R5 with 100-500 + 1.4tc vs R7 with Canon 100-500
Re: Re shoot (more precise focusing)
Steve Balcombe wrote:
drsnoopy wrote:
kristian1 wrote:
drsnoopy wrote:
Interesting comparison. On your second test, I still see a slight advantage to the R5.
However I have a question - what did you do to get the image scale identical? The R7 image should be 14% larger (800mm EFL vs 700mm FL). Did you zoom back to 437mm on the R7 to get 700mm EFL? In which case the different position of the zoom lens elements could affect the results. Or did you match the sizes by using different magnification on-screen in Lightroom?
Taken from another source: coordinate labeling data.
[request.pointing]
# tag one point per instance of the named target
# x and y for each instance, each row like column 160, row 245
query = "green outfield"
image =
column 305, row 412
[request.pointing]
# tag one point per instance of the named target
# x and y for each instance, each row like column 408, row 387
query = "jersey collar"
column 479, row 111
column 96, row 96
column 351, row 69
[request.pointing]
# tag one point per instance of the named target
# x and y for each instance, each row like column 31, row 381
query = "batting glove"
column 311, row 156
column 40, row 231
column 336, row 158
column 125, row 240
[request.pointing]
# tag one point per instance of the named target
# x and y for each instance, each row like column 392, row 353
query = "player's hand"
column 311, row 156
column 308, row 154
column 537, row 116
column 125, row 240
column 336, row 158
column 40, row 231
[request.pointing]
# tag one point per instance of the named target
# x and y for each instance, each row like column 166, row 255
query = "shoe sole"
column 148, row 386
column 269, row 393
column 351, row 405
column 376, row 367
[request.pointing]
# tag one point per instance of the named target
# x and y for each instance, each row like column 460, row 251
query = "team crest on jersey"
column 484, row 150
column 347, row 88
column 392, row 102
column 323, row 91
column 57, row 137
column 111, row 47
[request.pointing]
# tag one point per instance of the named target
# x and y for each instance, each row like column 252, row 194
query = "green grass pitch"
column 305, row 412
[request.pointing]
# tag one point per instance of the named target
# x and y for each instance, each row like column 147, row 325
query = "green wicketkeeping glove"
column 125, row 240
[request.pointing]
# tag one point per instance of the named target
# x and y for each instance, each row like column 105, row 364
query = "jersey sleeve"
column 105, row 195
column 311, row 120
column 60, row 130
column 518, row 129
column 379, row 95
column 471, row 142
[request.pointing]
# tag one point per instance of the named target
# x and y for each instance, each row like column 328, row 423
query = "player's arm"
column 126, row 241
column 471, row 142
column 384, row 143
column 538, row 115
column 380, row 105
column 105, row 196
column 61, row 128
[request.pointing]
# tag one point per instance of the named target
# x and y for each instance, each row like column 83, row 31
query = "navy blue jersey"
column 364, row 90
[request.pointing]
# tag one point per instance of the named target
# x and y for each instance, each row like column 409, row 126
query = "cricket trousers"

In which case apparent resolution is affected by interpolation (fractional magnifications show best screen resolution at 16.7, 25, 33.3,50, 66.7 and 75%, scales in between appear less sharp) - you would need about 87% on the R7 vs 100% on the R5.
Just interested to know what you did - not intended as a criticism, but to point out that there are confounding factors in such a test.
You forgot that r5 has higher mp count. It is 700mm at 45mp vs 800mm at 32mp.
Both images are at 300% of course , and lens is at 500mm in both cameras.
R5 image has slight higher magnification.
Kristian
Hi - naturally I know the R5 has a higher pixel count, as I own one, and the 100-500. However I do *not* see any difference in image size between the two images (R5 and R7 - both look identical) so if they are both had the lens set at “500mm”, you must have used a different image scale to make them appear the same size, as the R5 is at 700mm FL and the R7 at 800mm EFL, which is a 14% difference. They cannot both be at 300%, as there is a 38% difference between 32.5 and 45 MP. Please explain how you achieved the comparison at the same size on-screen - I’m genuinely interested, not trying to criticise!
The pixel density of the R7 is 38% higher (linear) than the R5, so if you were to shoot both at the same focal length the R7 image would appear 38% larger at 1:1. But by using the 1.4x TC on the R5, its image is made 40% larger (linear) so they appear very nearly the same at 1:1.
I think this is a better way to understand it than the MP count.
Thanks, that is a very good explanation of the (almost) identical image size.